В письме от 9 дек. 1917 г. Либкнехт полон тревоги по поводу мирного предложения, сделанного только что образовавшимся русским советским правительством — как бы оно не сыграло «на руку мерзавцам Шейдеманам и Давидам». Ему кажется, что советское правительство делает ошибку, желая во что бы то ни стало «избегнуть Сциллы быстрого падения». И он еще и еще раз обращается с призывом к германским рабочим: «Подлому использованию русской революции в интересах центральных держав надо противодействовать всем'и, решительно всеми средствами».

14 декабря 1917 г. Либкнехт пишет уже более спокойно:

«Ленин и его друзья должны все-таки стремиться только к тому, о чем я тебе писал. Чем больше я об этом думаю, тем яснее становится для меня этот вопрос, тем спокойнее делается на душе и тем плодотворнее или, по крайней мере, не такой безнадежной представляется мне их тактика, которая способна очистить атмосферу на великом мировом болоте (и, прежде всего, здесь) своим освободительным веянием. Но необходимо, конечно, чтобы все это произошло и здесь, именно все.
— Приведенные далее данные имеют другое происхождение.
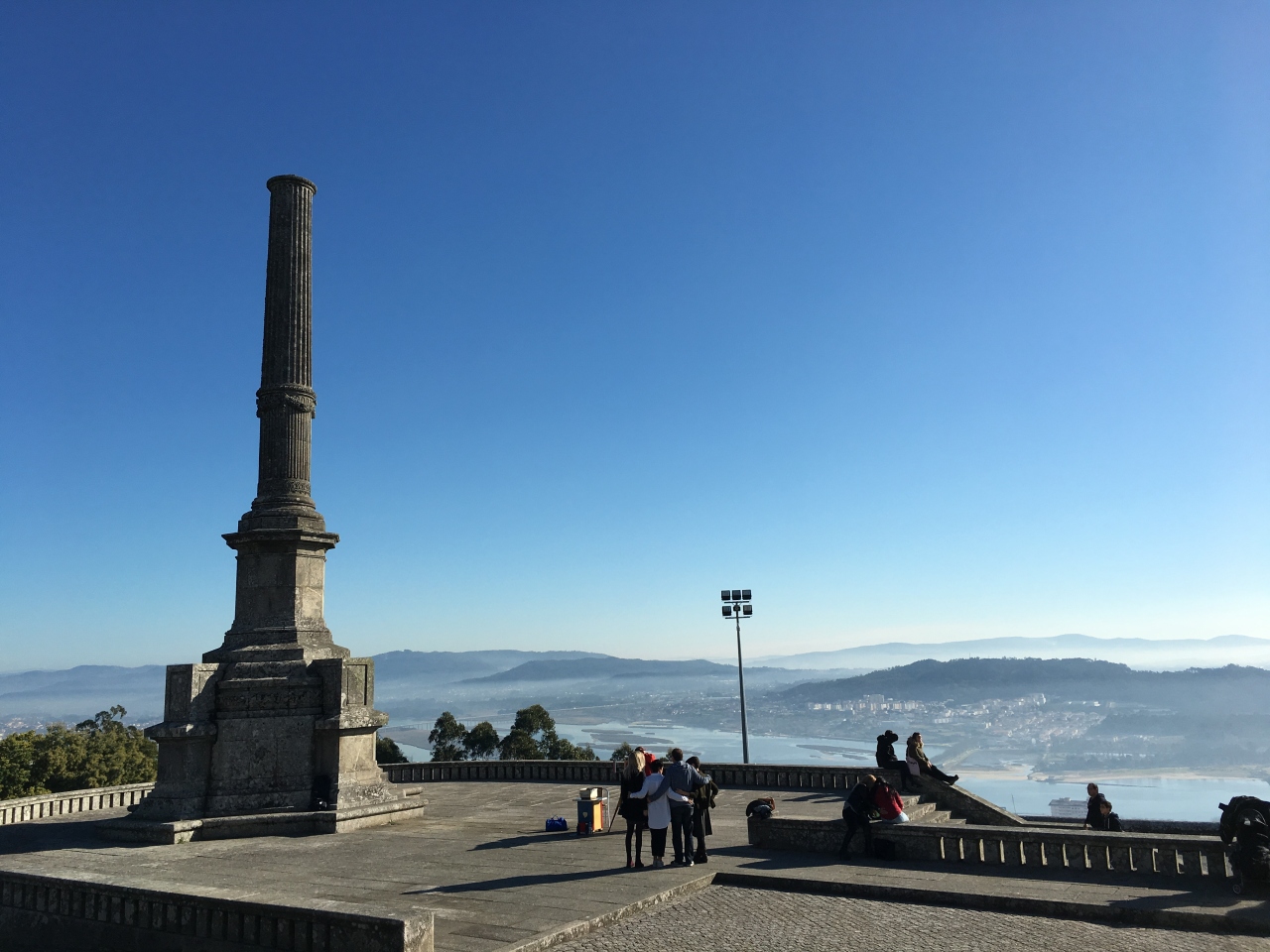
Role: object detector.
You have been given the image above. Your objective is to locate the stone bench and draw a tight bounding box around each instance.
[749,816,1232,879]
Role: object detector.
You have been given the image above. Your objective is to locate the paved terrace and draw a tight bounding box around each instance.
[0,781,1270,952]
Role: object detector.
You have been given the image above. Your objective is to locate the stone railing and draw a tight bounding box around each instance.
[0,783,155,826]
[0,871,433,952]
[749,816,1230,879]
[1022,813,1220,837]
[381,761,1024,826]
[380,761,618,784]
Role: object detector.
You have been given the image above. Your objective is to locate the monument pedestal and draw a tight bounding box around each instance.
[104,176,423,843]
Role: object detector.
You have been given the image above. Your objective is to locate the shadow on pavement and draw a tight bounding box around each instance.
[401,867,629,896]
[0,813,150,856]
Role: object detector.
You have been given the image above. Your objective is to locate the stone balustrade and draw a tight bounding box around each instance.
[0,783,155,826]
[0,871,433,952]
[381,761,1024,826]
[749,816,1230,879]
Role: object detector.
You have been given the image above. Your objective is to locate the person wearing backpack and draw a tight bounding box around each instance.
[617,750,648,870]
[1094,797,1124,833]
[872,776,908,822]
[687,757,718,863]
[838,774,877,860]
[626,761,671,869]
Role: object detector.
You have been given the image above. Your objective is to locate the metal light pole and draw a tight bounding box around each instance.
[720,589,754,765]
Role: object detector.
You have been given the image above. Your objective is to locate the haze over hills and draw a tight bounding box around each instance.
[0,635,1270,733]
[754,635,1270,671]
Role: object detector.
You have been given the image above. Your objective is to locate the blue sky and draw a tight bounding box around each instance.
[0,3,1270,669]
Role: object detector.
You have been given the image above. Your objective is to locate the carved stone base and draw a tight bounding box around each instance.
[98,789,428,845]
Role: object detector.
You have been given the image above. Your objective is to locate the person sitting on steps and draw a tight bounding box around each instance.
[1093,797,1124,833]
[906,731,961,783]
[1084,783,1107,830]
[876,730,908,793]
[872,776,908,822]
[838,774,877,860]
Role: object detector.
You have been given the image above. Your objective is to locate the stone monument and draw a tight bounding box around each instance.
[107,176,423,843]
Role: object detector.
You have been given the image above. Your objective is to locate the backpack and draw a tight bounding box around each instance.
[874,839,895,860]
[877,787,904,820]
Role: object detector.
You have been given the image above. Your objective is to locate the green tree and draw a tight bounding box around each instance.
[0,704,159,797]
[463,721,498,761]
[428,711,467,761]
[0,731,38,799]
[498,727,543,761]
[499,704,558,761]
[375,735,409,765]
[608,740,635,761]
[499,704,599,761]
[546,738,599,761]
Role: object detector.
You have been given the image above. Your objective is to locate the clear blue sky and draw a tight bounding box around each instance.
[0,0,1270,669]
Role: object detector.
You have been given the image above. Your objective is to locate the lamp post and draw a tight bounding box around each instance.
[720,589,754,765]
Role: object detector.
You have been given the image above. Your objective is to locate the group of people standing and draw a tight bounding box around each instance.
[617,748,718,870]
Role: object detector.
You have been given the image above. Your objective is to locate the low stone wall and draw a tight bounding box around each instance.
[749,816,1230,879]
[382,761,1025,826]
[0,872,433,952]
[0,783,155,826]
[1022,813,1220,837]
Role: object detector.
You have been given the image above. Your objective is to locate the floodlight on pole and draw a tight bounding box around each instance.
[718,589,754,765]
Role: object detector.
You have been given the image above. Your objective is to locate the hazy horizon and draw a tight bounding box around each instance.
[0,0,1270,669]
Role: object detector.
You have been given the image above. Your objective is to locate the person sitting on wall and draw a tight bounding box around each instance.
[1093,797,1124,833]
[1084,783,1107,830]
[876,730,908,793]
[872,776,908,822]
[838,774,877,860]
[904,731,961,783]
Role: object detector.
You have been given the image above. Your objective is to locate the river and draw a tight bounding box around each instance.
[391,724,1270,821]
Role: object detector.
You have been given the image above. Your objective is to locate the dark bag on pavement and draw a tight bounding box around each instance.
[874,839,895,860]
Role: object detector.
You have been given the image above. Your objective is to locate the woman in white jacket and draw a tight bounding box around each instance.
[626,761,676,869]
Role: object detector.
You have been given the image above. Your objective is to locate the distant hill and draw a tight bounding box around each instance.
[756,635,1270,671]
[0,663,164,722]
[777,657,1270,715]
[375,652,606,681]
[464,654,736,683]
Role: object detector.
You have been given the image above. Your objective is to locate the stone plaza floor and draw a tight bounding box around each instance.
[0,781,1270,952]
[558,886,1270,952]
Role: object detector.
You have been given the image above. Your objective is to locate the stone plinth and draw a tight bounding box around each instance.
[107,176,422,843]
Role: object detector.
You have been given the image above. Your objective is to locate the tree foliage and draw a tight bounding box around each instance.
[463,721,498,761]
[499,704,599,761]
[375,735,409,765]
[428,711,467,761]
[608,740,635,761]
[0,704,159,798]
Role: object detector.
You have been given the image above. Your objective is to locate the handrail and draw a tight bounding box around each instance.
[749,816,1232,879]
[0,781,155,826]
[380,761,1024,826]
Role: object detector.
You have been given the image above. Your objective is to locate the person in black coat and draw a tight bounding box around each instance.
[876,730,908,793]
[1084,783,1107,830]
[687,757,718,863]
[838,774,877,860]
[617,750,648,870]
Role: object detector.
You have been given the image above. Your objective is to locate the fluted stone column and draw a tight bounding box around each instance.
[125,176,418,835]
[244,176,321,528]
[211,176,348,661]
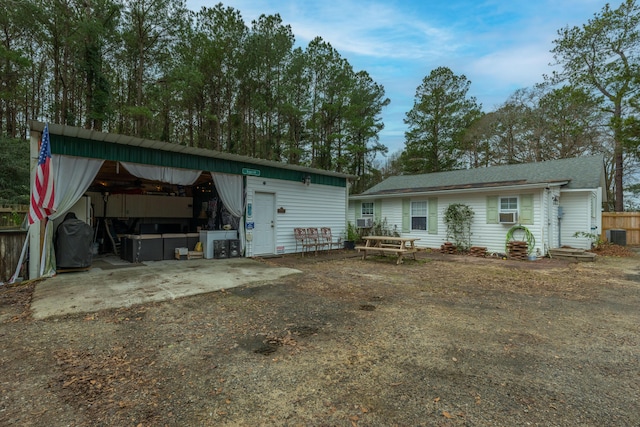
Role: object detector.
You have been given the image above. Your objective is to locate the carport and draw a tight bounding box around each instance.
[23,121,356,278]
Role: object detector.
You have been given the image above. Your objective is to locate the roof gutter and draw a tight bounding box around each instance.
[349,181,569,200]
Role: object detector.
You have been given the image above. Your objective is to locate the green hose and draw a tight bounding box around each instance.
[504,225,536,255]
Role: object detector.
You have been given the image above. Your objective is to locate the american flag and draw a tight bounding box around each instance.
[29,123,55,224]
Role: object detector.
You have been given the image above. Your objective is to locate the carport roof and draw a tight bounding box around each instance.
[30,121,357,180]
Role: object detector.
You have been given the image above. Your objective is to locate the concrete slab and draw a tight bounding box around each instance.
[31,258,300,319]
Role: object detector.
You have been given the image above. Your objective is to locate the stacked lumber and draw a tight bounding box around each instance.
[469,246,487,258]
[440,242,458,255]
[507,240,529,260]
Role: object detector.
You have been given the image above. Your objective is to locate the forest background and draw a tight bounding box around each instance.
[0,0,640,211]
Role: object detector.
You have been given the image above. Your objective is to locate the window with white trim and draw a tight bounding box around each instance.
[499,197,518,213]
[360,202,373,218]
[411,201,427,230]
[498,197,518,224]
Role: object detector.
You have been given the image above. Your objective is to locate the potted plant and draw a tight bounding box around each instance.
[344,222,360,250]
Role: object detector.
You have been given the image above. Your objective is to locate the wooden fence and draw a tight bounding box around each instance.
[600,212,640,245]
[0,230,27,283]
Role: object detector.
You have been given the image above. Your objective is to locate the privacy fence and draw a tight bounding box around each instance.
[600,212,640,245]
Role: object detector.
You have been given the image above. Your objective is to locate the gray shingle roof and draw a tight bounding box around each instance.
[362,155,604,195]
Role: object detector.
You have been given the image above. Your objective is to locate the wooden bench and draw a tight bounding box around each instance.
[356,246,417,264]
[356,236,418,264]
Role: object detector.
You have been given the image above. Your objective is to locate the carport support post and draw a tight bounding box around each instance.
[28,130,44,280]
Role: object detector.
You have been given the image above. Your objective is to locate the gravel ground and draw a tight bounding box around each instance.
[0,252,640,426]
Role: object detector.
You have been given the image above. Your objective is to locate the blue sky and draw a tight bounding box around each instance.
[187,0,608,153]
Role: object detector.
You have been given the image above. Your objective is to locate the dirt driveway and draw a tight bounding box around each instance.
[0,253,640,426]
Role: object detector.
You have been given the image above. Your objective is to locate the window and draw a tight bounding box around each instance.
[500,197,518,213]
[411,202,427,230]
[499,197,518,224]
[360,202,373,218]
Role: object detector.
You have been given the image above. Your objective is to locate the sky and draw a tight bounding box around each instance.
[187,0,622,154]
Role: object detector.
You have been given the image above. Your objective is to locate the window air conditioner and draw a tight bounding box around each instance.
[356,218,373,228]
[500,212,518,224]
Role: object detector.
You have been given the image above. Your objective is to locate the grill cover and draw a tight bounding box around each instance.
[56,215,93,268]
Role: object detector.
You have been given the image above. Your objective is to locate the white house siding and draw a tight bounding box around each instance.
[350,189,548,255]
[559,190,601,249]
[247,177,347,256]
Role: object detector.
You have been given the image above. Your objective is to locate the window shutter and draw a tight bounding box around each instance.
[427,197,438,234]
[402,199,411,233]
[518,194,533,224]
[487,196,498,224]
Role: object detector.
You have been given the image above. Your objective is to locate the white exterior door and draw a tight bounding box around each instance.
[253,192,276,255]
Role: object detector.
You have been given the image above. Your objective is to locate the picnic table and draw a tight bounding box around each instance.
[356,236,420,264]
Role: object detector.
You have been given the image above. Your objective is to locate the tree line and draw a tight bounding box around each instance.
[0,0,389,196]
[0,0,640,211]
[390,0,640,211]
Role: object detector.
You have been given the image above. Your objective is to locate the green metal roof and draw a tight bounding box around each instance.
[30,121,357,187]
[361,155,605,196]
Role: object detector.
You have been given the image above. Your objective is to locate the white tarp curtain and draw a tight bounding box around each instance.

Каждый солдат должен помнить, что каждая капля пота и крови, которую он проливает по приказу Гинденбурга, поддерживает эксплоататоров и завоевателей — в ущерб избирательному праву, во вред миру».

В марте 1918 г. Либкнехт пишет: «Как резко дует мартовский ветер. Пахнет 1871-м годом, Парижем, 48—49-ми годами и 1917-м в России, к которой теперь можно буквально применить слова: Quе veut cette horde d’esclaves, de traitres, de rois conjures («Что надо этой банде рабов, изменников и королей-заговорщиков», — этими словами Начинается второй куплет марсельезы). И Либкнехт кончает: «Это чувство всецело мною владеет, шумит и горит в моем мозгу».

Великая пролетарская революция «всецело владеет» Либкнехтом, «шумит и горит» в его мозгу, владеет всем его сердцем. Поэтому он так и тревожится ее трудностями. Сначала он посылает из тюрьмы ряд небольших статей, заметок, тезисов, набросков полукритичеокого характера, но каждый раз не забывает прибавить товарищам: «Я страшно мало информирован, пишу это только условно, только как материал для размышлений».. Затем горизонт постепенно проясняется. Либкнехт счастлив, что тучи рассеиваются. Заметки, статейки и письма идут нелегально из тюрьмы все чаще. Для этого используются невинные книги, возвращаемые на волю, пустые пакеты, белье и т. д. И все об одном — о русской революции, о том, что германские рабочие должны помочь во что бы то ни стало.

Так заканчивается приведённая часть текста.